Augmented Reality: The Music Release Format Of The Future?
As streaming rates begin to level off, questions are being raised as to what’s coming next for the music industry, with some industry predictors are suggesting that augmented reality could be the format of the future.
Streaming subscription rates seem to be leveling off despite Goldman Sach’s prediction of it bringing in some $40 billion by the end of the next decade. That begs the question as to what comes next. Everyone on the supply side of music, from artists to record labels, would love to see a new music release format of some type that would make listeners pay a premium again, but that ship may have already sailed.
Some industry leaders who are paid to think ahead believe that there will be a new music release format coming soon though. At The Paley Center For Media in New York recently, Warner Music Group’s global CEO Steve Cooper and Facebook’s Head of Music Business Partnerships & Development Tamara Hrivnak suggested that Augmented Reality (AR) could actually be what the industry has been waiting for.

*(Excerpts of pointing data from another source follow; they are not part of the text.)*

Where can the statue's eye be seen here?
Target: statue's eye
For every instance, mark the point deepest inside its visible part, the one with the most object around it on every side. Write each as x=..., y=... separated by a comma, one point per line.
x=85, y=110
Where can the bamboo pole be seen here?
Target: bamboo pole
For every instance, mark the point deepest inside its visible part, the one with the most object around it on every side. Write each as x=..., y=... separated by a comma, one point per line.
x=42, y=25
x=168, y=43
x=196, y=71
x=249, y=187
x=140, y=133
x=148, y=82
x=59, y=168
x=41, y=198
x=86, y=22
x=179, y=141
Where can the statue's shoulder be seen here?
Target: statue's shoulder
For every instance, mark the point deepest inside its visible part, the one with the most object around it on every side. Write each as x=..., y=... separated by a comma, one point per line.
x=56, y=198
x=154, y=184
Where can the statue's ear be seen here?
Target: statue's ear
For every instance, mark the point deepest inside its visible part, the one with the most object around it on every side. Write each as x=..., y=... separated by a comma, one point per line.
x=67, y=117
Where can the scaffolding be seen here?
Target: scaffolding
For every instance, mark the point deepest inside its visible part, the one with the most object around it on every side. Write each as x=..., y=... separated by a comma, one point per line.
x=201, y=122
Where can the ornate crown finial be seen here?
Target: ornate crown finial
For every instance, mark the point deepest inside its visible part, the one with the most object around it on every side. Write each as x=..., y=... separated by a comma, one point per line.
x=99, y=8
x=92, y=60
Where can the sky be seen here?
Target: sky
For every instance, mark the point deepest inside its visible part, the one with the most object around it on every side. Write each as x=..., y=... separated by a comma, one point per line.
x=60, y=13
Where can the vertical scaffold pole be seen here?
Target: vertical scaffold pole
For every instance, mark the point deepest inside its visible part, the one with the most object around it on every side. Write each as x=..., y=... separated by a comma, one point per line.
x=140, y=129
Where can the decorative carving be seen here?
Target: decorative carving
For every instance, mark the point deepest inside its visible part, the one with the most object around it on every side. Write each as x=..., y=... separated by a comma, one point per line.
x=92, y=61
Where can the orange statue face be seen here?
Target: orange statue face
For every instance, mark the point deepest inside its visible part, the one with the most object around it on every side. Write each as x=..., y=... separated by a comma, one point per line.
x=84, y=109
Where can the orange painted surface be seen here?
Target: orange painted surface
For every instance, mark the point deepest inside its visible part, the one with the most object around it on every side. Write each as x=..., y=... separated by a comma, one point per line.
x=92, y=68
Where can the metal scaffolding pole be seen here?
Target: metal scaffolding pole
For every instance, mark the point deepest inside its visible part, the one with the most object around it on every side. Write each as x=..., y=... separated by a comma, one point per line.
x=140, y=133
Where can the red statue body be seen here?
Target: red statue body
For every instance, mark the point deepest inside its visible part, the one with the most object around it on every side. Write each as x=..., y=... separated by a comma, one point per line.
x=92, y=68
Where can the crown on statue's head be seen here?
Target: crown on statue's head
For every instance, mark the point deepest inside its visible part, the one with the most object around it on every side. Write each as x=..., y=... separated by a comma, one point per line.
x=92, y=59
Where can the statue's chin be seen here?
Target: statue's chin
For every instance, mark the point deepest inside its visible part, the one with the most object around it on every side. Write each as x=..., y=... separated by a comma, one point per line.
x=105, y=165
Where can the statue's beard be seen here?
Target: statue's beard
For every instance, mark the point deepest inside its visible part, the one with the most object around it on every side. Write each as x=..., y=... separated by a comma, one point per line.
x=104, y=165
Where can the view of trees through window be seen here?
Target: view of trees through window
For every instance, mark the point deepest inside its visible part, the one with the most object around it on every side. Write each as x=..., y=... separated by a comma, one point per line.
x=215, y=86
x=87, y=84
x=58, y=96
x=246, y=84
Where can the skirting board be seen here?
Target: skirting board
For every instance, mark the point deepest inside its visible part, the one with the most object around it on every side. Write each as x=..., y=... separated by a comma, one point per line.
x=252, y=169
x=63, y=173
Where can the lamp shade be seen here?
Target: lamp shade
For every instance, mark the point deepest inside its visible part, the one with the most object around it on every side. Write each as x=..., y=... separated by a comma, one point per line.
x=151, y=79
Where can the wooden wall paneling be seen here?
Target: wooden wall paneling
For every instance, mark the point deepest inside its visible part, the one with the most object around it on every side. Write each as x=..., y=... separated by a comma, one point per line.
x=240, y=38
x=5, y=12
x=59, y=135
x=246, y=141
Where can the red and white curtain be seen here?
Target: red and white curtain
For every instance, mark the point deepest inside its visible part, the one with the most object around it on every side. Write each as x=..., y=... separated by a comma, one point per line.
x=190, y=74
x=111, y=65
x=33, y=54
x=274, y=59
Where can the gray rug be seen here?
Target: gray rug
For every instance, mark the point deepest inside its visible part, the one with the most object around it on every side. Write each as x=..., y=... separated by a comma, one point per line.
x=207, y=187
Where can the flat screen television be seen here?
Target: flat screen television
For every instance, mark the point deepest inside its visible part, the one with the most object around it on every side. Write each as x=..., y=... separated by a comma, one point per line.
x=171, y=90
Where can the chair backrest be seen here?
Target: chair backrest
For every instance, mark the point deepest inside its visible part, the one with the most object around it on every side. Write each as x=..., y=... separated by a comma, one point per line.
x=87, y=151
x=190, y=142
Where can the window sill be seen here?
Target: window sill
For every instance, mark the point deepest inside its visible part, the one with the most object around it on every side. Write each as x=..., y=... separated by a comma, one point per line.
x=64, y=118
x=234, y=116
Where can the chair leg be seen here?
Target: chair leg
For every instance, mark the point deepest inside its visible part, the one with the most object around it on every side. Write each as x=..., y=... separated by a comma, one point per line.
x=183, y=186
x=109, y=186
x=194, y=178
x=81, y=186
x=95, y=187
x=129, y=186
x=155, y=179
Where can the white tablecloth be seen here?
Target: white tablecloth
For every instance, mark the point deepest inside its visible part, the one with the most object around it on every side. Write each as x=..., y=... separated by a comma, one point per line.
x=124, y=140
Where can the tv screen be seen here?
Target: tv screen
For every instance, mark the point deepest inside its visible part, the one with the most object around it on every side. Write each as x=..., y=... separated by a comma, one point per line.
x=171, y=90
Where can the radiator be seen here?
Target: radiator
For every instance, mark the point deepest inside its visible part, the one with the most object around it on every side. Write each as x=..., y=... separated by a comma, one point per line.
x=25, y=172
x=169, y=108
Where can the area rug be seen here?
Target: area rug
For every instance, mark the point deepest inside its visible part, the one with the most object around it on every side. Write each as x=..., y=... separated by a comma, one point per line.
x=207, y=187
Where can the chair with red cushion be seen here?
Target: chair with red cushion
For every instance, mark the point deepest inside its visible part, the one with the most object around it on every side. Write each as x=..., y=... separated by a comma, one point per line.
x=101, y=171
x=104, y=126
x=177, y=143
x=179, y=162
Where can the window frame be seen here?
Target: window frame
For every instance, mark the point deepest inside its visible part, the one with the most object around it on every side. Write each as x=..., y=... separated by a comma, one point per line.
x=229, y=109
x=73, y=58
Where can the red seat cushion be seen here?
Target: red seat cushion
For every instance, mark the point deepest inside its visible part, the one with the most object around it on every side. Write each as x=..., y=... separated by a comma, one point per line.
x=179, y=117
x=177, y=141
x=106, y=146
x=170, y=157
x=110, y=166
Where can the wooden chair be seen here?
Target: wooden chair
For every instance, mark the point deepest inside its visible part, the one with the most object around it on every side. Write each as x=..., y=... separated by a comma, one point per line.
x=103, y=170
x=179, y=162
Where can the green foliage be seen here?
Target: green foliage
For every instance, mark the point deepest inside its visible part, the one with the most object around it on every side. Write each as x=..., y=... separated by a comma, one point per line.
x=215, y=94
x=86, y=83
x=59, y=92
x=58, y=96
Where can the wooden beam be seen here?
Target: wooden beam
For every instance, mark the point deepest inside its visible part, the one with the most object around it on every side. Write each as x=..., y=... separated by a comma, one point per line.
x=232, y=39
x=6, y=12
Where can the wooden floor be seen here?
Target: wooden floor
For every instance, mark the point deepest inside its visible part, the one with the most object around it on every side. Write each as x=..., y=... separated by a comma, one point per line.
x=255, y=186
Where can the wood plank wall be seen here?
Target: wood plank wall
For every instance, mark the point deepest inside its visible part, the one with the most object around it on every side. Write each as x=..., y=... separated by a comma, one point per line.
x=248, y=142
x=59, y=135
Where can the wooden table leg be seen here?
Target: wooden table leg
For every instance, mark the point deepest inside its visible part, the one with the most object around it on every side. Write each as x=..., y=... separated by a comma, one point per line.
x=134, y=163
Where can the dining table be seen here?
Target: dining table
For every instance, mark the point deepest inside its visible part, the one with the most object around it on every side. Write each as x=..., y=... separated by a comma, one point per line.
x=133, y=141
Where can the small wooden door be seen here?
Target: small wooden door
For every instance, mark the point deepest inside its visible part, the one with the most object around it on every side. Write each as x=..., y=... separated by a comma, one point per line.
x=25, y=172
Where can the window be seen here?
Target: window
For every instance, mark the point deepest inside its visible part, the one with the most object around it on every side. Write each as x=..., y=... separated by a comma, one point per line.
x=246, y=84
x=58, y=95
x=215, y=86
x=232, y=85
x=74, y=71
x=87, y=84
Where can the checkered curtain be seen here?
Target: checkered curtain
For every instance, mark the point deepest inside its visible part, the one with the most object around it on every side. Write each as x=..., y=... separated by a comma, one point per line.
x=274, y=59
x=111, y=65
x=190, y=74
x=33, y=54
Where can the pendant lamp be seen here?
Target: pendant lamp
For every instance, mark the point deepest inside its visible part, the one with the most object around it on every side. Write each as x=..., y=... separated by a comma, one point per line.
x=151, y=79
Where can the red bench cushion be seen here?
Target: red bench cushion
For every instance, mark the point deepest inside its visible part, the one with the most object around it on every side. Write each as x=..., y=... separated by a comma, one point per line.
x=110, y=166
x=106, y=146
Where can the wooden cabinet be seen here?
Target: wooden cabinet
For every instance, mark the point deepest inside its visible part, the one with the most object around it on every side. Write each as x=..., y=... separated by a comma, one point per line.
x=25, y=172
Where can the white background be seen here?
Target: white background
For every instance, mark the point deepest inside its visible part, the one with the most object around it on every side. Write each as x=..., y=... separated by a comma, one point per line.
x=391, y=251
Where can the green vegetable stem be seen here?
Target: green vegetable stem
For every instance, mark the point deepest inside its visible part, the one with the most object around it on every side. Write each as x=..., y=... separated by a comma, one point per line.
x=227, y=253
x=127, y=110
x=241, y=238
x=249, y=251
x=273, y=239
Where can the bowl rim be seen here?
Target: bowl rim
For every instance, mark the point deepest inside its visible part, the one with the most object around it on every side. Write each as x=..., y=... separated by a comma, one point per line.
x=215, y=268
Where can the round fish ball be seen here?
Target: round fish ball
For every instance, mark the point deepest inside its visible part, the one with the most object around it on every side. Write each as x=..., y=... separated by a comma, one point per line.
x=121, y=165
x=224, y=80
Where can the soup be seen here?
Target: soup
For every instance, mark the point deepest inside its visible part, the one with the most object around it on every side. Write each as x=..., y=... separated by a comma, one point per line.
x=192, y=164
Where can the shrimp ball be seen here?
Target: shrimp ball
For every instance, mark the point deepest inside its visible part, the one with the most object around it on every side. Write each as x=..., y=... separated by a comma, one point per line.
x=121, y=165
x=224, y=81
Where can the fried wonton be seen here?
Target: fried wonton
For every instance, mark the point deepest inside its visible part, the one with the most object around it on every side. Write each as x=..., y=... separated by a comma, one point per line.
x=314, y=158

“Augmented reality has the potential to be the next format for music, and the reason for that potential [is because] it puts fans at the heart of experiences, and it’s authentic,” Hrivnak said. “It’s not about pre-produced content – it’s about something that’s real, and happening in the moment.”
She revealed that Facebook is now testing new AR filters on its new Portal TV hardware that could potentially allow folks to “have a lip sync battle with Nanna, where [you] look like a rap bad-ass and Nanna looks like a rocker. These kind of experiences really bring something different to the market in a way that celebrates music, but that isn’t just about being top of the charts.”
Whether AR is actually the key to the next big thing or not, the industry is openly searching for another high-margin format as a new revenue source. The labels also want something that they have more control over, having seeded streaming distribution to the tech industry at the dawn of digital music.
As suggested before, once an end user gets used to getting a product for nothing or very little, it’s really difficult to get him or her to pay more for the same or similar product again. That requires something so new that there’s not comparison to what came before, while also making it very convenient to consume (a key feature that many overlook).
Will AR be enough for that to happen? I have my doubts, especially if there’s a premium cost involved.
Many times the best format ideas come from outside the music business and the business just adapts. Look for that to be the case for the next format as well.